Sebelumnya, ketua lembaga peradilan Iran, Gholam-Hossein Mohseni Ejei, mengatakan bahwa negara tersebut tidak boleh lengah terhadap "rencana musuh dalam perang hibrida", seraya menambahkan bahwa "kunci kemenangan adalah persatuan dan kepatuhan kepada Pemimpin Tertinggi".

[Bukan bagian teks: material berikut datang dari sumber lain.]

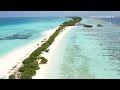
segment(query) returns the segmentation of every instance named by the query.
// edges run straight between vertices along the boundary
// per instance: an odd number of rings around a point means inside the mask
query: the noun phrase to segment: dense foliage
[[[74,26],[76,23],[80,22],[82,20],[81,17],[70,17],[72,20],[65,21],[60,27],[49,37],[49,39],[41,45],[41,47],[37,48],[34,52],[30,54],[28,58],[26,58],[22,63],[23,67],[19,69],[19,72],[21,72],[20,79],[32,79],[32,76],[36,74],[36,70],[39,69],[38,64],[38,57],[39,55],[48,49],[48,47],[53,43],[55,38],[58,36],[61,30],[63,30],[66,26]],[[44,57],[40,57],[41,62],[40,64],[46,64],[47,59]]]
[[[10,75],[10,76],[9,76],[9,79],[15,79],[15,75],[13,75],[13,74]]]
[[[97,27],[103,27],[103,25],[101,25],[101,24],[98,24],[98,25],[97,25]]]
[[[92,25],[83,25],[83,27],[93,27]]]

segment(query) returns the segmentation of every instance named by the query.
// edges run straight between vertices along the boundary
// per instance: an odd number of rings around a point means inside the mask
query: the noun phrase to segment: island
[[[9,79],[32,79],[32,76],[36,75],[36,70],[39,70],[39,64],[47,64],[48,60],[42,56],[44,52],[49,51],[49,47],[55,41],[56,37],[63,32],[63,30],[67,30],[65,28],[69,26],[75,26],[78,22],[82,20],[81,17],[70,17],[72,20],[65,21],[61,24],[55,32],[45,41],[43,44],[35,49],[29,57],[22,61],[21,67],[13,72],[13,74],[9,75]]]

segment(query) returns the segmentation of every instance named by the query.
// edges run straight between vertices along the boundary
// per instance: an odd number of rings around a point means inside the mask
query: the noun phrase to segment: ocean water
[[[61,63],[51,69],[51,78],[120,79],[120,26],[116,24],[120,19],[116,20],[83,18],[81,24],[93,28],[71,29],[61,43],[56,58]],[[99,23],[104,27],[97,27]]]
[[[0,18],[0,56],[42,37],[70,18],[18,17]]]

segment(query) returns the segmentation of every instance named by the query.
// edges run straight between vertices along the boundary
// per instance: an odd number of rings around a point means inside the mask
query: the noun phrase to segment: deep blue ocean
[[[69,18],[0,18],[0,55],[42,37]],[[54,54],[45,78],[120,79],[120,18],[83,18]],[[104,27],[97,27],[102,24]]]

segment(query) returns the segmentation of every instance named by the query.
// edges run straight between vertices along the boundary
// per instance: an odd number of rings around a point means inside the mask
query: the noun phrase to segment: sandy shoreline
[[[0,78],[8,79],[9,75],[22,65],[22,61],[43,43],[41,41],[44,39],[47,40],[57,28],[44,32],[43,37],[32,43],[17,48],[6,55],[0,56]],[[39,46],[37,44],[39,44]],[[17,67],[14,70],[11,70],[16,65]]]
[[[64,36],[67,34],[69,30],[71,30],[73,27],[76,26],[70,26],[66,27],[65,30],[62,30],[62,32],[56,37],[55,41],[52,43],[52,45],[49,47],[50,51],[49,53],[44,52],[42,56],[44,56],[46,59],[48,59],[47,64],[40,64],[40,69],[36,71],[36,75],[33,76],[33,79],[42,79],[47,78],[45,76],[47,69],[53,65],[54,61],[52,60],[52,57],[55,53],[55,50],[58,48],[59,43],[62,41]],[[58,28],[58,27],[57,27]],[[18,48],[5,56],[0,56],[0,78],[2,79],[8,79],[9,75],[14,73],[16,70],[18,70],[19,67],[22,65],[22,61],[27,58],[35,49],[37,49],[43,42],[44,39],[48,39],[57,29],[52,29],[49,31],[46,31],[43,34],[43,37],[36,40],[35,42],[32,42],[28,45],[25,45],[21,48]],[[39,44],[39,45],[37,45]],[[8,61],[10,60],[10,62]],[[17,67],[15,67],[17,66]],[[11,70],[13,67],[15,69]]]
[[[33,79],[49,79],[47,70],[50,70],[51,65],[55,62],[52,58],[55,56],[56,50],[59,49],[59,44],[64,39],[67,32],[69,32],[73,27],[76,26],[69,26],[66,27],[63,32],[61,32],[55,39],[55,41],[52,43],[52,45],[49,47],[50,51],[49,53],[43,53],[42,56],[44,56],[46,59],[48,59],[47,64],[40,64],[40,69],[36,71],[36,75],[33,76]],[[55,63],[54,63],[55,64]]]

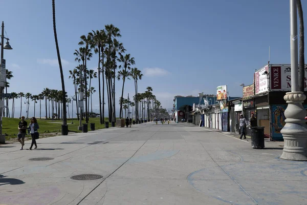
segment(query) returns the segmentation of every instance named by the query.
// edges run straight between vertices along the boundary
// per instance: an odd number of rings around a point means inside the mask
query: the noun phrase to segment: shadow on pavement
[[[5,176],[0,174],[0,186],[5,184],[17,185],[25,183],[23,181],[12,178],[4,178]]]

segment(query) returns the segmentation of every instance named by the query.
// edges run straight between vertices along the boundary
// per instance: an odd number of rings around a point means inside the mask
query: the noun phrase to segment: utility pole
[[[290,48],[291,57],[291,92],[283,97],[288,105],[284,111],[286,125],[281,130],[284,145],[280,158],[296,161],[307,160],[307,125],[306,110],[302,103],[306,99],[298,87],[297,1],[290,0]]]

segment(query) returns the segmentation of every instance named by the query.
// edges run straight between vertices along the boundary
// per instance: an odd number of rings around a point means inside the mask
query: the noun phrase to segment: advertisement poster
[[[254,84],[243,87],[243,97],[254,95]]]
[[[226,99],[223,99],[220,101],[220,108],[221,109],[221,112],[228,112],[227,102]]]
[[[221,86],[216,88],[216,99],[221,100],[227,99],[227,86]]]
[[[305,65],[305,91],[307,91],[307,65]],[[272,90],[291,90],[291,66],[290,65],[272,65],[270,72]]]
[[[266,71],[267,73],[269,73],[268,66],[266,66],[255,73],[255,94],[264,93],[268,90],[269,76],[266,74]]]

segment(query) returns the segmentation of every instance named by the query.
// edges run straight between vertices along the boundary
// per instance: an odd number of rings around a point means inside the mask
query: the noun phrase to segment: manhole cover
[[[98,174],[80,174],[73,176],[71,179],[74,180],[95,180],[102,178],[102,176]]]
[[[29,159],[29,160],[31,161],[46,161],[48,160],[52,160],[54,159],[53,158],[50,157],[37,157],[37,158],[31,158],[31,159]]]

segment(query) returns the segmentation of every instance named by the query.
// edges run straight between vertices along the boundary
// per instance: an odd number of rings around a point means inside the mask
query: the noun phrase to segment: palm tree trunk
[[[297,11],[299,19],[299,91],[304,92],[305,89],[305,56],[304,40],[304,17],[301,0],[297,0]]]

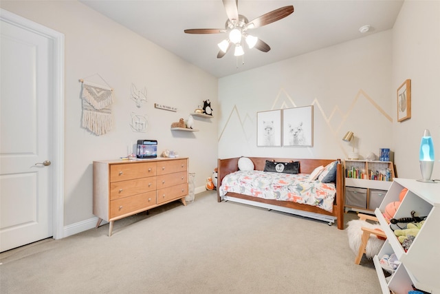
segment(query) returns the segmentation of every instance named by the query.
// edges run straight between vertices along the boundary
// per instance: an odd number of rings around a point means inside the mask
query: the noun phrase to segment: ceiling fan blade
[[[284,19],[287,16],[293,13],[293,12],[294,6],[284,6],[252,20],[246,24],[246,26],[248,28],[262,27],[274,21],[279,21],[281,19]]]
[[[188,29],[184,30],[186,34],[219,34],[226,32],[225,29]]]
[[[235,20],[235,23],[239,23],[239,8],[236,0],[223,0],[223,5],[226,10],[226,15],[232,23]]]
[[[219,51],[219,54],[217,54],[217,58],[218,59],[221,59],[221,57],[224,56],[225,54],[226,53],[228,53],[228,51],[229,51],[229,50],[230,49],[230,48],[232,47],[232,43],[230,43],[229,45],[228,45],[228,48],[226,49],[226,52],[223,52],[222,50]]]
[[[267,52],[267,51],[270,50],[270,46],[259,39],[258,41],[256,41],[256,44],[255,44],[255,46],[254,47],[260,51],[263,51],[263,52]]]

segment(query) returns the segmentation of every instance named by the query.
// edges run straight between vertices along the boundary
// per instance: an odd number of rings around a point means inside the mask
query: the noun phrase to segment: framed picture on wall
[[[281,146],[281,110],[256,113],[256,145]]]
[[[283,146],[314,145],[314,107],[283,109]]]
[[[397,89],[397,121],[411,118],[411,80],[406,80]]]

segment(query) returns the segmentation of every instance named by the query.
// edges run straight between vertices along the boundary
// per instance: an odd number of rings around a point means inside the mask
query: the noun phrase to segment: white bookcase
[[[395,218],[428,216],[408,251],[405,251],[383,216],[386,204],[399,201],[404,188],[408,191]],[[379,281],[384,293],[408,293],[412,285],[430,293],[440,293],[440,183],[430,184],[415,180],[395,178],[380,207],[375,211],[387,240],[379,254],[373,258]],[[404,227],[406,224],[400,224]],[[395,253],[401,264],[390,279],[386,280],[380,260],[384,254]]]

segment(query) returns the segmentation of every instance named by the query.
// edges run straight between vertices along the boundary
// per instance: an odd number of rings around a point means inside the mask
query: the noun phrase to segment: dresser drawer
[[[168,187],[157,190],[157,204],[188,195],[188,183]]]
[[[110,200],[114,200],[155,189],[155,176],[113,182],[110,184]]]
[[[157,176],[157,189],[166,188],[168,187],[175,186],[176,185],[183,184],[188,182],[188,173],[186,171],[181,171],[179,173],[170,174],[167,175]]]
[[[156,175],[156,162],[126,163],[110,166],[110,182],[133,180]]]
[[[186,159],[178,159],[175,160],[161,161],[157,162],[157,175],[177,173],[186,171],[188,161]]]
[[[110,201],[110,220],[156,204],[156,191],[142,193]]]

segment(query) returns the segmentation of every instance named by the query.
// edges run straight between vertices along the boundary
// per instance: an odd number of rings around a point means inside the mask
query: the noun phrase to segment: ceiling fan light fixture
[[[229,39],[234,44],[240,43],[241,41],[241,31],[236,28],[233,28],[229,33]]]
[[[243,50],[243,47],[241,45],[236,45],[235,46],[235,51],[234,52],[234,56],[241,56],[244,54],[245,52]]]
[[[217,44],[217,46],[219,46],[219,48],[220,48],[221,51],[223,51],[224,53],[226,53],[226,51],[228,51],[228,48],[229,47],[229,41],[226,39],[223,40],[221,42]]]
[[[258,41],[258,39],[256,36],[251,36],[250,34],[246,36],[246,43],[249,46],[249,49],[253,48],[257,41]]]

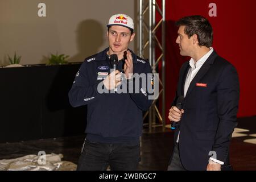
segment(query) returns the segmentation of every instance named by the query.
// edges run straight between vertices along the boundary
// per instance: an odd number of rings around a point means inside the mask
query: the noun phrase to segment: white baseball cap
[[[124,14],[117,14],[110,17],[107,27],[109,27],[113,25],[119,25],[134,31],[134,24],[133,19]]]

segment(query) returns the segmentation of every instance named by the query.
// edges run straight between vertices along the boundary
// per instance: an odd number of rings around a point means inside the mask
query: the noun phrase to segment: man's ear
[[[131,35],[131,38],[130,39],[130,42],[132,42],[135,37],[135,33],[133,32],[133,35]]]
[[[198,42],[198,37],[197,35],[194,34],[192,35],[192,39],[193,39],[193,44],[199,44],[199,42]]]

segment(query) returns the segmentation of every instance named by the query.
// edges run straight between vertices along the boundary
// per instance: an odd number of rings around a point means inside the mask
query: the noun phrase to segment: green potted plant
[[[51,54],[51,57],[49,59],[49,61],[48,65],[59,65],[68,63],[67,60],[69,57],[68,55],[65,55],[64,54],[61,54],[58,55],[57,53],[56,55]]]
[[[17,56],[16,54],[16,52],[14,53],[14,57],[11,57],[9,55],[7,55],[8,59],[10,62],[10,65],[6,66],[7,68],[10,68],[10,67],[22,67],[23,65],[19,64],[19,63],[20,62],[21,60],[21,56]]]

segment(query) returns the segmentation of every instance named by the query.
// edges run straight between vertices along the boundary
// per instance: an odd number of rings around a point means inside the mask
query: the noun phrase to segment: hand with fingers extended
[[[103,83],[108,90],[112,90],[121,84],[121,72],[118,70],[115,70],[106,77]]]
[[[172,106],[169,110],[168,118],[171,121],[179,122],[184,112],[184,110],[183,109],[180,110],[176,106]]]
[[[127,51],[126,57],[123,68],[126,79],[130,79],[133,74],[133,56],[130,51]]]

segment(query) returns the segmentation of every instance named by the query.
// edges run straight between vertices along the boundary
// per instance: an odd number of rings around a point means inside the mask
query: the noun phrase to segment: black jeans
[[[77,171],[134,171],[141,159],[139,144],[102,143],[85,140]]]
[[[180,151],[179,148],[179,143],[176,143],[174,145],[172,158],[171,159],[169,166],[168,166],[168,171],[185,171],[180,158]]]

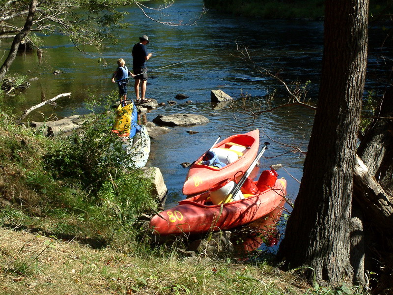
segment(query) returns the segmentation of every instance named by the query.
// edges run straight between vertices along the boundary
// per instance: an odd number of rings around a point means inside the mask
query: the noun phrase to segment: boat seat
[[[215,148],[212,149],[212,151],[214,152],[221,162],[226,165],[237,160],[243,155],[243,153],[229,148]]]
[[[232,150],[235,150],[240,152],[243,152],[248,148],[247,147],[239,145],[239,144],[231,142],[226,143],[226,144],[225,144],[225,147],[227,147],[227,148]]]

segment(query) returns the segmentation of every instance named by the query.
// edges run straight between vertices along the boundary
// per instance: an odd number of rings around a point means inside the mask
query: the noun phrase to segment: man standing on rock
[[[135,84],[134,88],[137,95],[137,102],[148,102],[150,99],[145,97],[146,85],[147,81],[147,68],[146,61],[149,60],[152,55],[148,53],[146,45],[149,44],[149,37],[143,35],[139,37],[140,42],[134,45],[132,49],[132,55],[134,58],[132,69],[135,75]],[[140,96],[139,96],[139,88],[140,87]]]

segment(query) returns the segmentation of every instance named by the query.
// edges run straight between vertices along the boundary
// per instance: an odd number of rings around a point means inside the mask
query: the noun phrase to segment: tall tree
[[[26,22],[25,23],[25,25],[21,30],[21,31],[18,33],[14,38],[8,56],[2,65],[0,67],[0,80],[5,75],[8,70],[8,68],[11,66],[14,59],[15,59],[15,57],[16,57],[16,54],[18,52],[18,49],[19,48],[19,44],[21,44],[21,42],[28,35],[28,34],[30,31],[31,26],[33,25],[33,18],[35,14],[36,8],[37,0],[31,0],[28,9],[28,17],[26,19]]]
[[[322,285],[352,274],[350,224],[367,58],[368,0],[325,1],[322,73],[295,207],[279,252]]]

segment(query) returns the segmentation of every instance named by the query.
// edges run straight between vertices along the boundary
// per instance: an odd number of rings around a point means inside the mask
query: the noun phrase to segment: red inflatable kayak
[[[217,168],[201,162],[204,153],[190,167],[183,185],[183,193],[190,195],[205,192],[226,179],[241,176],[256,156],[259,148],[258,129],[244,134],[232,135],[216,145],[211,150],[220,160],[226,164]]]
[[[221,205],[209,202],[208,192],[181,201],[177,206],[154,215],[150,227],[156,234],[168,236],[228,230],[246,224],[271,212],[283,199],[286,181],[281,178],[273,183],[264,191],[224,204],[222,211]]]

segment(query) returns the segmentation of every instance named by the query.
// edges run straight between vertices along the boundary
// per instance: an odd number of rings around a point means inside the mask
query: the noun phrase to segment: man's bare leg
[[[140,82],[140,80],[136,80],[135,83],[134,84],[134,89],[135,90],[135,95],[137,95],[137,101],[140,100],[139,97],[139,83]]]
[[[140,92],[142,96],[142,101],[147,100],[145,97],[145,94],[146,93],[146,85],[147,84],[147,80],[141,80],[142,85],[140,86]]]

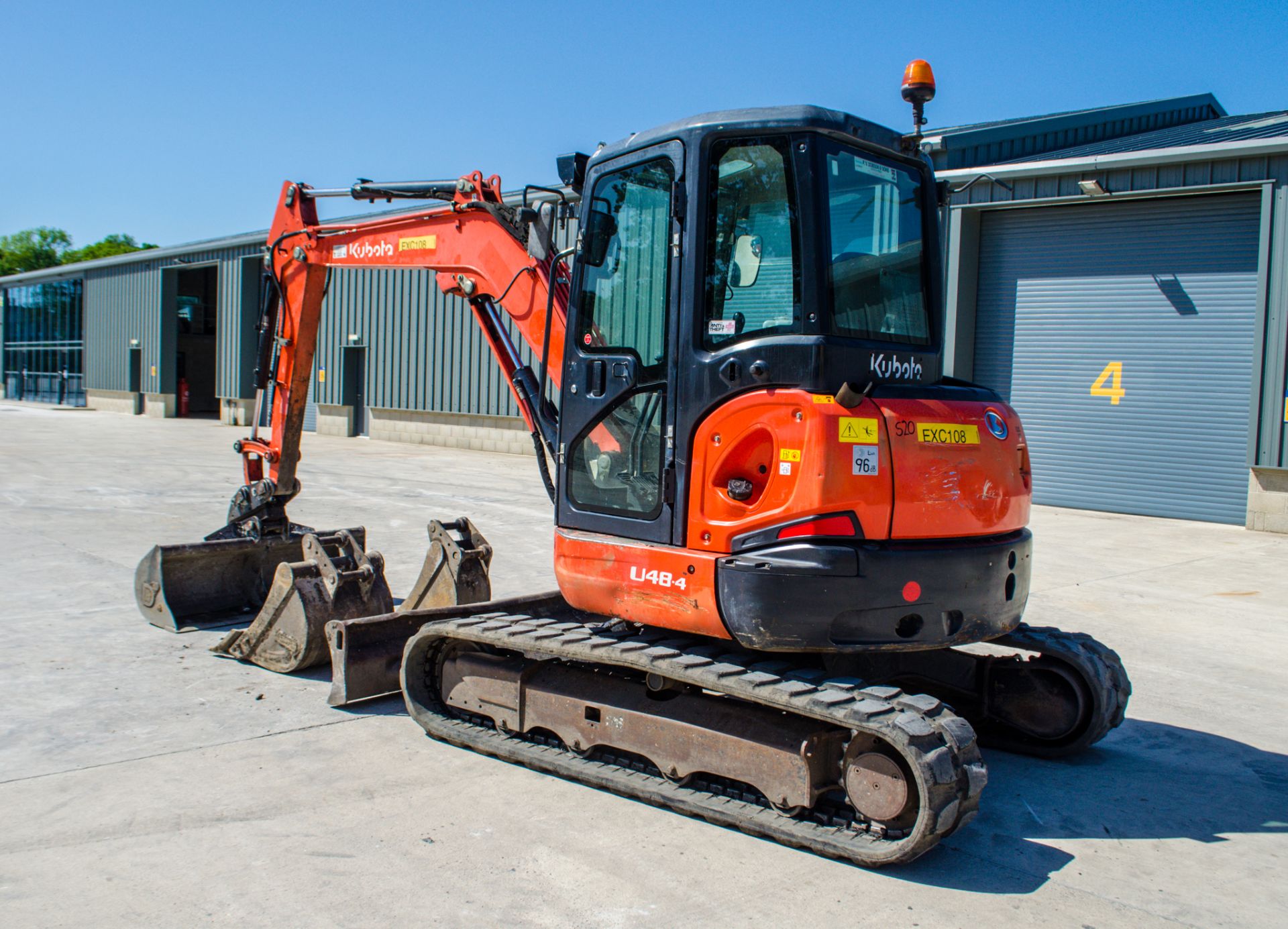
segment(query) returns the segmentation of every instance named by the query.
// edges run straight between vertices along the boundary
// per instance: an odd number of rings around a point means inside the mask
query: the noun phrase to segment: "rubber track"
[[[442,702],[437,652],[448,640],[519,651],[533,658],[656,673],[871,733],[889,742],[912,767],[921,794],[920,816],[902,835],[828,813],[827,804],[822,804],[823,812],[817,804],[813,810],[787,817],[739,790],[721,794],[694,787],[693,782],[681,786],[643,764],[582,758],[549,741],[504,734],[491,724],[460,718]],[[442,620],[426,625],[408,642],[403,693],[412,718],[434,738],[864,867],[912,861],[965,826],[974,818],[988,780],[974,729],[934,697],[905,694],[894,687],[863,688],[855,679],[826,679],[817,670],[792,670],[783,661],[765,661],[710,639],[665,630],[605,629],[577,620],[515,615]],[[845,810],[854,816],[848,805]]]
[[[988,747],[1006,749],[1043,758],[1061,758],[1095,745],[1122,724],[1131,698],[1131,680],[1118,652],[1086,633],[1066,633],[1052,626],[1030,626],[1021,622],[1014,631],[993,639],[990,644],[1011,646],[1056,658],[1072,666],[1087,683],[1092,698],[1092,715],[1075,740],[1060,746],[1039,746],[1023,741],[981,737]]]

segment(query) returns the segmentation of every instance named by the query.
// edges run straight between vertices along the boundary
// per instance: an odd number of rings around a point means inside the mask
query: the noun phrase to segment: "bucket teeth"
[[[305,533],[300,548],[299,560],[277,566],[255,621],[211,651],[270,671],[299,671],[326,661],[327,622],[393,611],[384,558],[365,551],[352,532]]]

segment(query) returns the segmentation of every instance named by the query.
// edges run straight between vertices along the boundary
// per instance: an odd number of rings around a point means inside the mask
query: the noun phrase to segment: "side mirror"
[[[738,236],[733,240],[733,262],[729,268],[730,287],[750,287],[760,276],[760,236]]]
[[[607,210],[591,207],[586,218],[586,231],[581,237],[581,260],[591,268],[601,268],[614,235],[617,235],[617,218]]]

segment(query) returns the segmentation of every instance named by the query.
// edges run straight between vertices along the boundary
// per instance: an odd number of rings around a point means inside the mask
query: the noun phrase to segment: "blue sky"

"Setelah kekalahan musuh AS di hadapan Republik Islam Iran, keyakinan dan persepsi para pemimpin negara-negara sekutu AS mengenai kekuatan negara kita telah berubah," ujarnya.Sementara itu, Joey Hood, mantan penjabat direktur Kantor Urusan Iran di Departemen Luar Negeri AS, mengatakan tujuan utama Amerika Serikat saat ini adalah memastikan warga Amerika tidak membayar terlalu mahal untuk harga bahan bakar.
Hal itu tetap menjadi tujuan utama, katanya, meskipun Presiden Donald Trump telah mendorong warga Amerika untuk memandang harga yang lebih tinggi sebagai "pajak yang sangat kecil sebagai imbalan untuk memastikan Iran tidak mendapatkan senjata nuklir".
"Namun, menurut saya tidak ada satu pun dari tujuan tersebut yang benar-benar tercapai," kata Hood.
"Pemerintahan Trump sangat beruntung karena harga minyak tidak melonjak tajam, karena negara-negara di seluruh dunia telah mengambil langkah-langkah untuk mencoba meredam guncangan tersebut. Masih ada juga kapal-kapal yang berhasil melintasi selat itu, mungkin dengan mematikan transponder mereka dan melintas tanpa terdeteksi," tambahnya.